'Stage Door' swings wide open Friday

"Stage Door," a 1930s play that still reverberates with people who have big dreams, opens at 7:30 p.m. Friday night the Carson City Community Center.

The comedy with bittersweet overtones is performed by 62 actors and produced by Carson Performing Arts of Carson High School. It is directed by veteran Karen Chandler. She said it makes a statement about acting.

"I hope it makes the kids think about their future," said Chandler. "The climax comes when one of the would-be actresses is offered a seven-year contract with a movie studio that means she'll have to leave New York City. Her decision sums up the play."

Written by Edna Ferber and George S. Kaufman, the show takes place in a rooming house in New York where aspiring actresses live while searching for the big break.

Performances are 7:30 p.m. Friday and Saturday and Jan. 16-17, 2:30 p.m. Jan. 15 and 2 p.m. Jan. 18. Tickets are $4 for children/SBC, $5 for students/senior citizens and $6 for general admission. Seating is limited. Call 887-0438 for tickets and reservations.

Working with a double cast of 62 has been a task, what with flu keeping some actors from rehearsals and having to move the sets from Carson High to the community center, said Chandler. But she can cope - she's a veteran of many Performing Arts productions, having directed "A Christmas Carol" most recently.

At rehearsals, she's into everything, showing a teen how to wear a dressy hat, yelling at the crew not to paint a set just yet. But she watches the cast rehearse with rapt attention, at times cueing them.

"I tell them, 'You're on stage, you've got to make it fly.' And they do.

"I love working with new casts, seeing them grow. This show mirrors the big choices that they will face, maybe not choosing between Hollywood and the stage, but in making tough choices.

"I hear from Jim Godwin, who graduated 11 years ago.
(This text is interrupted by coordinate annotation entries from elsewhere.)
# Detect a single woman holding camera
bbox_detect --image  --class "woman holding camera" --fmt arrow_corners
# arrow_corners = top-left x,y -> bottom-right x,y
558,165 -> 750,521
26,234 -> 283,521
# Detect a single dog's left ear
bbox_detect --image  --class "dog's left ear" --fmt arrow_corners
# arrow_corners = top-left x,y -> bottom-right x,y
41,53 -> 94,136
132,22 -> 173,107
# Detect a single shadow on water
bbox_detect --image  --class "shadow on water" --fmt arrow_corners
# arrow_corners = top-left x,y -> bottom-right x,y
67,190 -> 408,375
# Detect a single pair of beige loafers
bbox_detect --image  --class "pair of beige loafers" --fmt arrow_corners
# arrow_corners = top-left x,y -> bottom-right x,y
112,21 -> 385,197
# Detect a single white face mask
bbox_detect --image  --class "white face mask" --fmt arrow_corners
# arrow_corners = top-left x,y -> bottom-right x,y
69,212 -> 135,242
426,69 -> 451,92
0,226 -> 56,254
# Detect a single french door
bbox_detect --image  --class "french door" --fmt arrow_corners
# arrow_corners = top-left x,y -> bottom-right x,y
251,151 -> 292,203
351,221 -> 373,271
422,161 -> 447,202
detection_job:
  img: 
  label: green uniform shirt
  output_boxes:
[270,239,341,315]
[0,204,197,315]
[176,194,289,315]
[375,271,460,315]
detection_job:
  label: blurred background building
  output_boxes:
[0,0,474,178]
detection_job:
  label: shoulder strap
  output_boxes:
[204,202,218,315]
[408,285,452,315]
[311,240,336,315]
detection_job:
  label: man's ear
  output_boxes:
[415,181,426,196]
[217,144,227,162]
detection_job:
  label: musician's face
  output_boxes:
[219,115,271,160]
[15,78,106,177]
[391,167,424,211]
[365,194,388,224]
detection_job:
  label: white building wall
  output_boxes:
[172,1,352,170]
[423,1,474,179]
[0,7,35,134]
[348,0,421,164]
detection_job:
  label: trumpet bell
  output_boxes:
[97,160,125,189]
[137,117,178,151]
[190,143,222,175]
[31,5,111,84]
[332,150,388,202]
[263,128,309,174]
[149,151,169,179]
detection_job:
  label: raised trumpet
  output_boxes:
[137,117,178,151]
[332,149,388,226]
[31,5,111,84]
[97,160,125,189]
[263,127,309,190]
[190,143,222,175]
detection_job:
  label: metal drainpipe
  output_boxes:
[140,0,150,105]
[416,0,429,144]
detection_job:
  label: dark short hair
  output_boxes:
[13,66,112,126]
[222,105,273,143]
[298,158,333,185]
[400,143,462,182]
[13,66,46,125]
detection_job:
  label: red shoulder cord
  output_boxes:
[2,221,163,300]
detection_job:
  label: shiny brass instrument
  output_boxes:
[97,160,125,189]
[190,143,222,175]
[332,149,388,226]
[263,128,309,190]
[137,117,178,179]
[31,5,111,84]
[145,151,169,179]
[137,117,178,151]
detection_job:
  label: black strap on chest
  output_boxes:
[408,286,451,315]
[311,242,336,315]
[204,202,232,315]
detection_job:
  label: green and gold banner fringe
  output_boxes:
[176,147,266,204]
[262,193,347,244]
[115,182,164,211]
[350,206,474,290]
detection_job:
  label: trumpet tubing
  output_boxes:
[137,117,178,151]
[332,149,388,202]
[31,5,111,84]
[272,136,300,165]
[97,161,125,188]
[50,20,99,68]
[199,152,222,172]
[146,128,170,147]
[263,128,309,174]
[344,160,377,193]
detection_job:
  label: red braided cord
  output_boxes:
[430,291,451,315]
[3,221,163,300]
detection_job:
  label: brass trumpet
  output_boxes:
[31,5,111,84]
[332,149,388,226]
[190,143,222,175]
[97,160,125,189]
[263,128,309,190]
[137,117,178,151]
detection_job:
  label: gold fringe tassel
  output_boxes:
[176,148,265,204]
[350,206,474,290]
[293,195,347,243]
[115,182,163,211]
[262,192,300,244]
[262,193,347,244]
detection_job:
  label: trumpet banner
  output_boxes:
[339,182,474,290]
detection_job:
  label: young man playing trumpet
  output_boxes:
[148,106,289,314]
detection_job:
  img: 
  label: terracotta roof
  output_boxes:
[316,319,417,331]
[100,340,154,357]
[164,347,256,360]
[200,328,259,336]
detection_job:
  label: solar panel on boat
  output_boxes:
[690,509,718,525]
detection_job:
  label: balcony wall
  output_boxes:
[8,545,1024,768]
He just got a job in an Arby's TV commercial, making $30,000 for one day's work. But he said he'd rather be back in San Francisco tending bar."

MGM made a movie of "Stage Door" in 1937 with stars such as Katharine Hepburn, Ginger Rogers, Lucille Ball, Eve Arden and Ann Miller among other actors.

"MGM had all these people on payroll so they put them in the movie, rewrote the play, throwing out most of the original dialogue," said Chandler. "I saw the movie a year ago, and believe me, the play is a lot funnier."

Cast members have found the show to be rewarding in different ways.

Dominic Procasini II, who plays Keith, said, "It's great to be among such a wonderful group of people, to get close to each of them."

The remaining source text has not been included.